The dominant technology used to produce biogas is anaerobic digestion. An anaerobic digester vessel is heated to accelerate the biological breakdown of organic feedstocks using bacteria, and gas released from the feedstock decomposition is collected and utilized for energy. On-farm projects in Minnesota have begun to utilize anaerobic digestion technology to produce biogas for electricity production. A 250-cow dairy operation in Stearns County is collecting manure from 130 milk cows and adding cheese whey, a by-product of milk processing, from a local processing plant to successfully produce and sell electricity to a local electric utility. There are an additional four on-farm anaerobic digestion projects in Minnesota today. These projects are not only supplying a source of clean, renewable power but the agricultural producers are able to offset their energy use, sell the excess to a local utility and reduce methane emissions (a greenhouse gas with 25 times more heat trapping potential than carbon dioxide).

City sewers carrying household sewage and wastewater to treatment facilities hold another powerful source of biogas production that could be converted into useable forms of energy. A wastewater treatment facility in Fergus Falls is adding thick corn stillage syrup from a local ethanol plant to wastewater sludge to produce six million cubic feet of biogas a year. The biogas is used to offset conventional natural gas used by the plant, saving thousands of dollars every month for the municipal plant.

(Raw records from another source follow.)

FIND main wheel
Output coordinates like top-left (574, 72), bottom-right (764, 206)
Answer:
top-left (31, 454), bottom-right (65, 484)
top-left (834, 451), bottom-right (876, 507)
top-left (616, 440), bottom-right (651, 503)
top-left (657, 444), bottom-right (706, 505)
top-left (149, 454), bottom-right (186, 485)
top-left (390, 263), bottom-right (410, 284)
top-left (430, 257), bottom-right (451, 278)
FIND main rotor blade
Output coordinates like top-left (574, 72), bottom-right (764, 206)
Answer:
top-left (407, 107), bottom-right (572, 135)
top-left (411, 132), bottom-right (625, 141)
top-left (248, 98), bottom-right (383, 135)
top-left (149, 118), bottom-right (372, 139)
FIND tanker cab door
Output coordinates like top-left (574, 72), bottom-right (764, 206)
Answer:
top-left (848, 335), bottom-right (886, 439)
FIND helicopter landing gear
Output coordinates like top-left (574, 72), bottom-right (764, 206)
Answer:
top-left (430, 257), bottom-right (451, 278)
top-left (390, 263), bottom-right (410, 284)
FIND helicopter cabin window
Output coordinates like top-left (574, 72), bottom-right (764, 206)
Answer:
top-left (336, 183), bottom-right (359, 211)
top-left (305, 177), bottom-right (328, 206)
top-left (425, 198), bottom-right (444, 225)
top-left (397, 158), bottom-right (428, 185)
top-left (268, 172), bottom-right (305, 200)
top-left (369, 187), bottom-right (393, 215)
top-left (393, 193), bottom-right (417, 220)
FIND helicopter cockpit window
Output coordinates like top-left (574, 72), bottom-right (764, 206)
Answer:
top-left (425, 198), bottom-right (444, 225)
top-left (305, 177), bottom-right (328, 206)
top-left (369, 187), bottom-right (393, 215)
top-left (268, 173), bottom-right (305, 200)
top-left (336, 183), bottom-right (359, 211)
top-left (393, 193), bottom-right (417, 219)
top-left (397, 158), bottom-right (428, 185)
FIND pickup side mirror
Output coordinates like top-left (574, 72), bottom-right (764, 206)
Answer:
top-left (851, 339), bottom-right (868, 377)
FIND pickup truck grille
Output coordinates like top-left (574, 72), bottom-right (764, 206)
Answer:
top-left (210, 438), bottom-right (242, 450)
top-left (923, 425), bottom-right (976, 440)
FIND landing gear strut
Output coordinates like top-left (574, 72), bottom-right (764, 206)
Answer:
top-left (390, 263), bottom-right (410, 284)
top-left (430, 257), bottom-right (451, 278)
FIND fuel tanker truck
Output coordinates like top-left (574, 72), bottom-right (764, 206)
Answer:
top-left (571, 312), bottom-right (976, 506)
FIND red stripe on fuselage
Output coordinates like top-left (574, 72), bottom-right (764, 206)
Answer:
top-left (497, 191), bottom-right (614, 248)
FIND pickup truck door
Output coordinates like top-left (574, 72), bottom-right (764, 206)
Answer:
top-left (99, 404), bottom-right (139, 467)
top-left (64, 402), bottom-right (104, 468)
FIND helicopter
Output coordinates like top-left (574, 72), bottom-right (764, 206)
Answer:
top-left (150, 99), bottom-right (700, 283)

Landfills provide an additional source of biogas production. Because landfills are the second largest source of human-related methane emissions, landfill gas recovery projects are a critical greenhouse gas reduction strategy. As trash decomposes and methane is released, landfill gas recovery projects can capture that methane and use it to produce electricity and/or heat. Currently Minnesota has six operational landfill gas recovery projects and an additional eight are planned for future development.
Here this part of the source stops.